INCLUSÃO OU EXCLUSÃO DISFARÇADA? QUANDO A ESCOLA SE DIRIGE À FAMÍLIA E SILENCIA A PESSOA COM DEFICIÊNCIA: UM ESTUDO SOB A PERCPÇÃO DE TRÊS MÃES EM UMA ESCOLA PÚBLICA DE JOÃO PESSOA – PB
Resumo
RESUMO: A inclusão de alunos deficientes, na rede de ensino regular, é um grande desafio, pois mesmo com tantas leis que asseguram o direito à educação desses estudantes, os entraves ainda são enormes, isso porque muitas escolas não estão preparadas para recebê-los. Este estudo perfilhou como objetivo geral investigar as percepções de três mães sobre a inclusão escolar de seus filhos com deficiência. A pesquisa foi feita a partir de uma metodologia qualitativa, tendo como instrumento de coleta de dados um questionário com cinco perguntas abertas.
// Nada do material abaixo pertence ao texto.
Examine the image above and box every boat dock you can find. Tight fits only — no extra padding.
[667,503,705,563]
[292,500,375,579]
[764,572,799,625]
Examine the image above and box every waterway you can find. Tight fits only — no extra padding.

O estudo foi realizado em uma escola pública, localizada na cidade de João Pessoa-PB, em 2025. Apesar da diversidade no nível de escolaridade das participantes, uma mãe com mestrado e duas com ensino médio, emergiram relatos convergentes sobre práticas escolares que silenciavam ou excluíam simbolicamente seus filhos, mesmo sob o discurso da inclusão. As mães relataram que a escola priorizam o diálogo com os responsáveis, ignorando a escuta ativa e a autonomia das crianças com deficiência, o que reforça uma lógica capacitista ainda presente no cotidiano escolar. Os resultados apontaram que a escola trata a deficiência como um problema a ser resolvido, e não como parte da diversidade humana, havendo a necessidade de formação continuada de professores com enfoque crítico e humanizado, capaz de romper com modelos tutelares e promover o protagonismo das crianças com deficiência. Assim, o estudo conclui que a inclusão escolar, na escola pesquisada, ainda é, superficial e simbólica, exigindo mudanças profundas nas práticas institucionais.
Palavras-chave: Educação Inclusiva; silenciamento da pessoa com deficiência; capacitismo.